AS: Als ich mir die Fragen für dieses Gespräch überlegt habe, habe ich über Isolation nachgedacht, über soziale Isolation während der Schaffensphase und ich glaube, dass es bei der Entstehung von Kunst immer eine Periode der Isolation gibt – zu Teilen oder sogar komplett. Das heißt, vielleicht hat es sich für dich überhaupt nicht anders angefühlt?

TC: Ich weiß es nicht. Ohne COVID wäre es vielleicht anders geworden. Ich bin mir nicht sicher. Die Möglichkeiten, die mir zur Verfügung gestanden hätten, wären größer gewesen. Gleichzeitig denke ich, dass die Nutzung von Stock-Material zu der Distanz zwischen mir und den beiden Geschichten passt. Normalerweise bin ich selbst in meinen Videos, aber diese Geschichten handeln von realen Personen, nicht von mir, so erschien es mir besser, sie durch die Tiere zu repräsentieren, mit denen sie in den beiden Geschichten verbunden sind: Bären und Kühe.

AS: Du bist in einem Großteil deiner Medienarbeiten sehr präsent, sei es durch deinen Körper, deine Stimme oder beides. In dieser neuen Arbeit, wie du gerade erwähnt hast, kommst du nicht wie normalerweise vor. Du hast dich nicht nur nicht selbst gefilmt, die hast außerdem die Worte von anderen als Erzählmittel genutzt. Ich weiß nicht, ob ich je eine Arbeit von dir gesehen habe, in der weder deine Stimme, deine Worte oder dein Körper vorkommt. Das Bärenvideo enthält die Worte von Fine Day. Es ist die Geschichte deines Ururgroßvaters aber erzählt von FineDay. Im Video mit den Kühen nutzt du den Text der Online-Datenbank. Warum hast du dich bei dieser Arbeit für eine andere Herangehensweise entschieden?

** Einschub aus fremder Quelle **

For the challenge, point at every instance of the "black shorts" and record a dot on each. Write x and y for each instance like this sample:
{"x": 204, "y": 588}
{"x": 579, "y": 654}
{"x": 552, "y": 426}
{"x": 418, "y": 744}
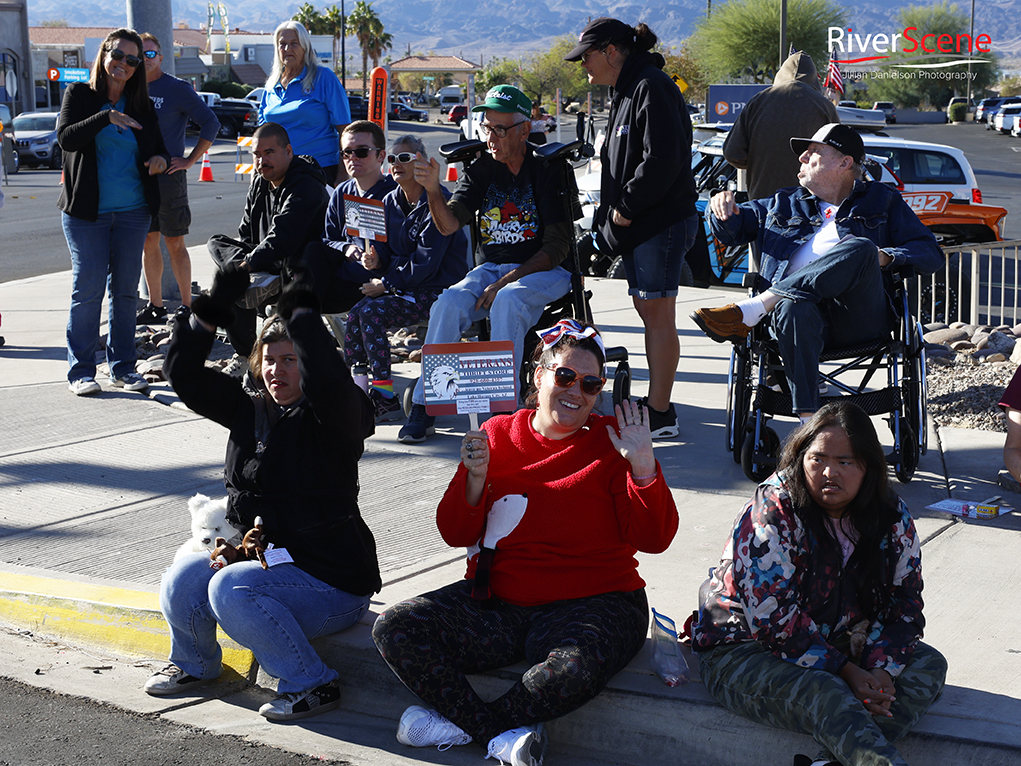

TC: Ich habe anfangs tatsächlich versucht, Monologe zu schreiben, die als Voice-Over den Videos hinzugefügt werden sollten, aber das hat nicht funktioniert. Und dann fiel mir wieder die Geschichte aus dem Buch von Fine Day ein, in dem die Geschichte wie Misatimwas mit dem Bärengewand geheilt wird, vorkam. Ich erinnere mich, wie magisch und spannend es war, diese Geschichte über meinen Vorfahren zu lesen. Und genauso – ähnlich wie ich diese Geschichte zum ersten Mal erfahren habe – wollte ich sie präsentieren: in einem Text von jemandem, der sie vor langer Zeit aufgeschrieben hat. Wie ich erwähnt habe, werde ich die Geschichte von Misatimwas in einer anderen Arbeit noch persönlicher erzählen, aber hier wollte ich, dass sie weniger von meiner Sichtweise und meinen Gefühlen gefärbt ist.